By closely examining a blank leaf with a light sheet, many clues to the origin of the paper can be gleaned. The watermark with initials FB is unidentified, but the design is unsophisticated; given the book’s scope, it is likely that the paper came from a Milanese papermaking firm of middling standing. The blank leaf also reveals imperfections in the formation of the paper, such as undispersed bundles of coarse fiber, also indicating a lower quality papermaking firm.

watermark_lightsheet

Alongside the handprint, the work also documents a very interesting time in mid-seventeenth-century Milan and in the history of its famous cathedral. t.p.The title page bears no imprint, as it is a collection of opinions and designs for the renovation of the façade of the Duomo, with each contribution likely originating independently before being gathered together under the collective title. Contributors included Francesco Castelli, Francesco Maria Richini, Carlo Buzzi, and Gian Lorenzo Bernini.
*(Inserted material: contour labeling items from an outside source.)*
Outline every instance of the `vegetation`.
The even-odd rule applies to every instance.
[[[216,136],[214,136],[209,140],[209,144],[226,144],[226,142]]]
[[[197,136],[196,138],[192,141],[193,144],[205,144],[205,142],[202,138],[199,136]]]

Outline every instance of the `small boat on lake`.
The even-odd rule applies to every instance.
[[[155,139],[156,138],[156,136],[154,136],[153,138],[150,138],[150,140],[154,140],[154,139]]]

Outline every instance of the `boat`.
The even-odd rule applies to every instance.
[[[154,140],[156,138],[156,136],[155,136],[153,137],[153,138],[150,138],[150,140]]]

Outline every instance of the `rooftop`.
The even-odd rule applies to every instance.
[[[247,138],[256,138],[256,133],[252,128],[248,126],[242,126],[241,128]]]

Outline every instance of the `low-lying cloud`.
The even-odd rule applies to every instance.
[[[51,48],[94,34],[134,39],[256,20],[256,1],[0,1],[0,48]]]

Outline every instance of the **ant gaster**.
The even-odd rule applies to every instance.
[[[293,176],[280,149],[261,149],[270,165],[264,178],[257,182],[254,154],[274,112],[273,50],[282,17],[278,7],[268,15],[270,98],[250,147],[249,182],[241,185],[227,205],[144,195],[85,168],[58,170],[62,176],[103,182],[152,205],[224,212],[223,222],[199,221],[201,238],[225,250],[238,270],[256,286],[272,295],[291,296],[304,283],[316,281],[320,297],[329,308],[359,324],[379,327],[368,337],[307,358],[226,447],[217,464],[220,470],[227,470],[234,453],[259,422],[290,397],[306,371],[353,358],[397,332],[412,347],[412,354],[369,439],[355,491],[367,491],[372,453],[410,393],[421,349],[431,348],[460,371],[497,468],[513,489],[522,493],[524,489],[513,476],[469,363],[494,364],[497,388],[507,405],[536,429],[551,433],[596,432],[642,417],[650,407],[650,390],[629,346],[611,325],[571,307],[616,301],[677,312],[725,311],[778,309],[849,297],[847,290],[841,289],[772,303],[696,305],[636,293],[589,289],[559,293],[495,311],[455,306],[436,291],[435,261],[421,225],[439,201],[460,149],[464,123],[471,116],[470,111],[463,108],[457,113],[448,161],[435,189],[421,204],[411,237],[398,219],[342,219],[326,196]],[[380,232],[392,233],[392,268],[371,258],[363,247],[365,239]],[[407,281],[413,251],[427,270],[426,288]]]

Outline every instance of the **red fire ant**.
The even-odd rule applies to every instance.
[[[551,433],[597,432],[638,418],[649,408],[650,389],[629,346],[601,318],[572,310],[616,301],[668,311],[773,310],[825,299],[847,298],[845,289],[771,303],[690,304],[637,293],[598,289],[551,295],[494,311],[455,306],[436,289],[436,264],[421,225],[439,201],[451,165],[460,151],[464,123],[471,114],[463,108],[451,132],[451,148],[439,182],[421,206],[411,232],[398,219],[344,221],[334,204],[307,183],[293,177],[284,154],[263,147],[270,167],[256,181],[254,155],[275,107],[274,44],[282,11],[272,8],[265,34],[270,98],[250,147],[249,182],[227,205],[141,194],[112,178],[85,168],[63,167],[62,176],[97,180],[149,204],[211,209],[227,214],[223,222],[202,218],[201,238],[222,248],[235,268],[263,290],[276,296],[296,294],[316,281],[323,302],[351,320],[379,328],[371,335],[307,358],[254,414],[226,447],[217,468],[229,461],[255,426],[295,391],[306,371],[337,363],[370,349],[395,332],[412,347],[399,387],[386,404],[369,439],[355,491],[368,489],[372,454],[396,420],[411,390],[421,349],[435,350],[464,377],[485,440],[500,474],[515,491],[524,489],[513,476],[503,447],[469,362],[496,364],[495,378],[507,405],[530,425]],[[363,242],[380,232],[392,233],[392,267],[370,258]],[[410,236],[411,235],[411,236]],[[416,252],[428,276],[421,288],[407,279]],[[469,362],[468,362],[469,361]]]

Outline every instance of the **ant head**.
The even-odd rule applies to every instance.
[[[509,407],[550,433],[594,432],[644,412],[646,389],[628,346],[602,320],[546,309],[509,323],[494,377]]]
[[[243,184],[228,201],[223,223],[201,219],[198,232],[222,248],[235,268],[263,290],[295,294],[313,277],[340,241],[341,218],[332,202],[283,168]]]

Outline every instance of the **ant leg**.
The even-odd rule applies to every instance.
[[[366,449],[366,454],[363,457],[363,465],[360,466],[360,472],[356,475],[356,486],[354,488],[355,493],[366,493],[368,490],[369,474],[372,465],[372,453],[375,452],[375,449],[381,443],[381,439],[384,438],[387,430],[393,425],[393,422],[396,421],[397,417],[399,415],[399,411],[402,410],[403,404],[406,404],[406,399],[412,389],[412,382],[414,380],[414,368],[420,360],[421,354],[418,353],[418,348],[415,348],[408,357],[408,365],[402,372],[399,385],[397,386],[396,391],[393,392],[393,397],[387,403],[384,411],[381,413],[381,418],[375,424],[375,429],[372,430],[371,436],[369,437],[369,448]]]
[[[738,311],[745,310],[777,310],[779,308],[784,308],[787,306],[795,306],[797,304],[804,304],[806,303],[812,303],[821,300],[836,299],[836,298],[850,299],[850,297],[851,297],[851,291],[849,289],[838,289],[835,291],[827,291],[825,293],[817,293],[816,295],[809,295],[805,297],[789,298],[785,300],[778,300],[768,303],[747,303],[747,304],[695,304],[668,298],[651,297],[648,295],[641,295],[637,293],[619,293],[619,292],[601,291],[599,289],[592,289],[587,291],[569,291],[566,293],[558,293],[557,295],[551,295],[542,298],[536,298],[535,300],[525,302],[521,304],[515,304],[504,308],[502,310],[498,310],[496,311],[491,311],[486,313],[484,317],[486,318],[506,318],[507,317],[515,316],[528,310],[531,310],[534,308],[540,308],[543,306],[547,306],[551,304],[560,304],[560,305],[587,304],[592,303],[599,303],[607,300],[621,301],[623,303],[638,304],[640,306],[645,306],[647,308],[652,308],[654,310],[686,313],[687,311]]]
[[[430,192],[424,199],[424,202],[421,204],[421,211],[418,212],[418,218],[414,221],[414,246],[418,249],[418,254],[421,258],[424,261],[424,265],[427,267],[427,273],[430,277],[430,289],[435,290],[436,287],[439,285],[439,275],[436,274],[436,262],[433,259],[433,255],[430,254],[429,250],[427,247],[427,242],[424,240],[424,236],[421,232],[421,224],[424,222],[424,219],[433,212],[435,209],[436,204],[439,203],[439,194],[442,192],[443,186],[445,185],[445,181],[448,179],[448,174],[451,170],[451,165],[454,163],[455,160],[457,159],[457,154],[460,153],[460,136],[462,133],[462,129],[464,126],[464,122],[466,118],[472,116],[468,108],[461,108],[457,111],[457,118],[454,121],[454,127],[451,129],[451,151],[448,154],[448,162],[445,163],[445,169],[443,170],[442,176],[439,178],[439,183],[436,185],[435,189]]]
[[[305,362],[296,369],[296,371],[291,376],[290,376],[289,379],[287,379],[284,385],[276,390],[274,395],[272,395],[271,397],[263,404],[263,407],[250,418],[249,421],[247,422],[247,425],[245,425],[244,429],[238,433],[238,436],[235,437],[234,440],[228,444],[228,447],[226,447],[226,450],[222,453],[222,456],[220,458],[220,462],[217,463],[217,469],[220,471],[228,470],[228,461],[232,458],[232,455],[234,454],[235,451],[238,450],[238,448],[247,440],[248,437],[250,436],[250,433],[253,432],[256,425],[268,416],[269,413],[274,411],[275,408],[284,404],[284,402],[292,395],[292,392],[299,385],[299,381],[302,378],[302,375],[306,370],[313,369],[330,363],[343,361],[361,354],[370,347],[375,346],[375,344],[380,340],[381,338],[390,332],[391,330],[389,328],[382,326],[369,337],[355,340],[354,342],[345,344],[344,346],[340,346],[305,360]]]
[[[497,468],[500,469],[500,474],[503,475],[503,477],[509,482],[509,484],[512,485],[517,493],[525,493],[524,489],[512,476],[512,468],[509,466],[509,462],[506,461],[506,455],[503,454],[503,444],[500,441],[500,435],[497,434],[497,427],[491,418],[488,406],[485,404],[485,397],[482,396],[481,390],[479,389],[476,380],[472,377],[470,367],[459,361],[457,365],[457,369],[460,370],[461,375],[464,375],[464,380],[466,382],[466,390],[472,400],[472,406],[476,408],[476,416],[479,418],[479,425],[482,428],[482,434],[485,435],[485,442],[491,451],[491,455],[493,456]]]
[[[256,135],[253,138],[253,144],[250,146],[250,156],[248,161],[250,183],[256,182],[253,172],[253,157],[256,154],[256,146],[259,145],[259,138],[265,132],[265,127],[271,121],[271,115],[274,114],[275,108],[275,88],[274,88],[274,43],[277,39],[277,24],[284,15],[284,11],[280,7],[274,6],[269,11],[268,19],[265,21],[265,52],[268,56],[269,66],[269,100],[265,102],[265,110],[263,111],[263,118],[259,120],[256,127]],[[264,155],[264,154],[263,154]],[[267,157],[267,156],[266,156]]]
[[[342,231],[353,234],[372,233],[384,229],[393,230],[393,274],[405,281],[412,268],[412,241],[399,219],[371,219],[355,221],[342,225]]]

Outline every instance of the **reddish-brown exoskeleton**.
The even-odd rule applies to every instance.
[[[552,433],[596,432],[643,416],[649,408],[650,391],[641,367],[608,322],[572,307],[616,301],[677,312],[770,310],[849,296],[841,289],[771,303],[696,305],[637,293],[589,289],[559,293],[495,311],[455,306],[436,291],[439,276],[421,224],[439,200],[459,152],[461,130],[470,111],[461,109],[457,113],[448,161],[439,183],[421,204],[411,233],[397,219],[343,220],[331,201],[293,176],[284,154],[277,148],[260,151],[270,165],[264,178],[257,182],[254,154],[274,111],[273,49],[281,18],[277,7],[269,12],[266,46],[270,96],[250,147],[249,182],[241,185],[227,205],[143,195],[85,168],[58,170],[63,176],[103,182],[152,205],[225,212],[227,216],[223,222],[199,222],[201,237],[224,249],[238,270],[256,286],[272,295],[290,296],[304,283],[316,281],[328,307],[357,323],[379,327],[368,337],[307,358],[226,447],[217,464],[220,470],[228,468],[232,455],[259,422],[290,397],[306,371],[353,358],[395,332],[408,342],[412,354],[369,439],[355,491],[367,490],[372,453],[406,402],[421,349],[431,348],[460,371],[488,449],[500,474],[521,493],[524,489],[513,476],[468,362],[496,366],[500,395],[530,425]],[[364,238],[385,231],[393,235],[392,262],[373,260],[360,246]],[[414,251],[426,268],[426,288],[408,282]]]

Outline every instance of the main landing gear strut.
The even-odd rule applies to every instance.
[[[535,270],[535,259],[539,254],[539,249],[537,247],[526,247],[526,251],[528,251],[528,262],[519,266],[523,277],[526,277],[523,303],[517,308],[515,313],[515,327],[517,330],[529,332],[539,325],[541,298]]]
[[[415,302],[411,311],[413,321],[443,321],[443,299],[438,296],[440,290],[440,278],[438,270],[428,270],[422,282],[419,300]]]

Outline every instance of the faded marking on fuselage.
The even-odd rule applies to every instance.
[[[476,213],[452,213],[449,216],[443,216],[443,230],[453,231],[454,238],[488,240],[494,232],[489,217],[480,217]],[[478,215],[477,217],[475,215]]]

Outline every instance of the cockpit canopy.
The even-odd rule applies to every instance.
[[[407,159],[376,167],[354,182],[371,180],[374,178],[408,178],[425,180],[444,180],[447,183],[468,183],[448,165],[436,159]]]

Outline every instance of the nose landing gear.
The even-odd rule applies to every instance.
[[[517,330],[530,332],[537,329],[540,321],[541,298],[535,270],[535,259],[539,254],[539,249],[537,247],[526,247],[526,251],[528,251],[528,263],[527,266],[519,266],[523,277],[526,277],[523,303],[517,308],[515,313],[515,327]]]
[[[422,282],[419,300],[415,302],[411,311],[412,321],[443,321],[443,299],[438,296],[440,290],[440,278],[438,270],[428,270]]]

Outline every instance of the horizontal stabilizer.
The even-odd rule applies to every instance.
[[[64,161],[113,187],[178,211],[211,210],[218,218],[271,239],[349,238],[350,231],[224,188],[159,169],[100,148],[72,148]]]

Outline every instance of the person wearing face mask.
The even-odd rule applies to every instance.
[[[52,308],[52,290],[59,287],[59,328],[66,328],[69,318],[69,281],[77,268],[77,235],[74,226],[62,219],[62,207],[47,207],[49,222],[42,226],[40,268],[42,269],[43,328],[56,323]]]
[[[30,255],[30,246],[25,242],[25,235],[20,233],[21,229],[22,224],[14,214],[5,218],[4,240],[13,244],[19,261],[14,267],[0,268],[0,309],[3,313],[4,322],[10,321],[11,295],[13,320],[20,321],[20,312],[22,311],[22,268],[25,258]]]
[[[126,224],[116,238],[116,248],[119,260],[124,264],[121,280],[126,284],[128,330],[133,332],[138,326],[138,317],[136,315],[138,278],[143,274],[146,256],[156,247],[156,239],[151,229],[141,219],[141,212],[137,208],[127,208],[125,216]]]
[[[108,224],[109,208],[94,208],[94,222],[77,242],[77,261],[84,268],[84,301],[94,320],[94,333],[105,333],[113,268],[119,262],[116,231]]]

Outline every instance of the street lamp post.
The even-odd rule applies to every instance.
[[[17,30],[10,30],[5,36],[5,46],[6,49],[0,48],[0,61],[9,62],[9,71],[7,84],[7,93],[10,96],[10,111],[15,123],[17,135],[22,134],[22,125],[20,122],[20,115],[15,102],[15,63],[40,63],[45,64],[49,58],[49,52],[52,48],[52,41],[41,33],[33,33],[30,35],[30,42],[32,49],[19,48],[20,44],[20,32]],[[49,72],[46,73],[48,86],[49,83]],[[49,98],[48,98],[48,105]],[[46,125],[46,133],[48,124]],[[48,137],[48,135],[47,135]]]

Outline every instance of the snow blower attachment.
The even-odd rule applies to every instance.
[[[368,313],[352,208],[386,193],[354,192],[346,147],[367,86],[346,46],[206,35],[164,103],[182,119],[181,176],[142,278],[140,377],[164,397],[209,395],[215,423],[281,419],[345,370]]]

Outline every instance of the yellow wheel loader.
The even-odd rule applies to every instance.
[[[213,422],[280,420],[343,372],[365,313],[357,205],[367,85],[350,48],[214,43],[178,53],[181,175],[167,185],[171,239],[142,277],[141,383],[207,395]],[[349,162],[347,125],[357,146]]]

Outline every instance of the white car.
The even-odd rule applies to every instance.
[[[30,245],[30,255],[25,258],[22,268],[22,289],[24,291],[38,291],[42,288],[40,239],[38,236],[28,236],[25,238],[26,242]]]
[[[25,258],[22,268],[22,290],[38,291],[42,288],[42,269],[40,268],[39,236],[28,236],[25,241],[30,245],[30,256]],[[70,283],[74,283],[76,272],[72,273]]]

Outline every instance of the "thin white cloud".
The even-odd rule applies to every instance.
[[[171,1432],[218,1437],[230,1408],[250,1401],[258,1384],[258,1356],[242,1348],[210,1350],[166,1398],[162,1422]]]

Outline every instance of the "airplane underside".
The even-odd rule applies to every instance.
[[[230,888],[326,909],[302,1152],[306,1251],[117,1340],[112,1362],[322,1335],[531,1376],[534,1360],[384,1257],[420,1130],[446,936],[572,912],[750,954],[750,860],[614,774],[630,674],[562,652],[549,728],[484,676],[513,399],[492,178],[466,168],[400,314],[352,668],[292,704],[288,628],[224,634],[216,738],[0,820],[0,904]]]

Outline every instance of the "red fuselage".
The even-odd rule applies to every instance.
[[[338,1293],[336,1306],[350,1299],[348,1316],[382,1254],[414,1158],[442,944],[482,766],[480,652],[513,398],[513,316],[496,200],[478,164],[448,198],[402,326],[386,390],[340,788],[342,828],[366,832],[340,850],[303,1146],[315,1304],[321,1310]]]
Per la facciata del Duomo di Milano demonstrates that the cathedral’s façade was a major concern for the citizens of Milan and that architects were planning to demolish and replace the fifteenth-century façade well before actual work on it began in 1683. Over a century later a design was finally settled on—one that incorporated Carlo Buzzi’s seventeenth-century design—and work initiated by Napoleon began in 1791. The renovation of the façade was completed in 1813.

Richino_plan

Wait—there’s more. One of the six engraved illustrations has flaps that reveal alternate plans for the design of the façade! CMO

Buzzi_planBuzzi_plan_open

Per la facciata del Duomo di Milano. Milan, ca. 1657.
Q. 726.645 P41: https://i-share-uiu.primo.exlibrisgroup.com/permalink/01CARLI_UIU/gpjosq/alma99182295912205899

2 thoughts on “Putting the Hand back in Handpress

  1. A trick I have seen a papermaker do is to have someone put their hand on the mould, make a sheet, with the hand preventing the pulp from forming, couch it onto a felt; and subsequently make a second sheet, which is accurately couched on top of the first on the felt. The result is exactly like a watermark.
    In this case however someone, when the sheet was freshly formed on the mould, seems to have deliberately put their hand on it in order to leave an imprint.
    Interesting. I have never seen anything like it before.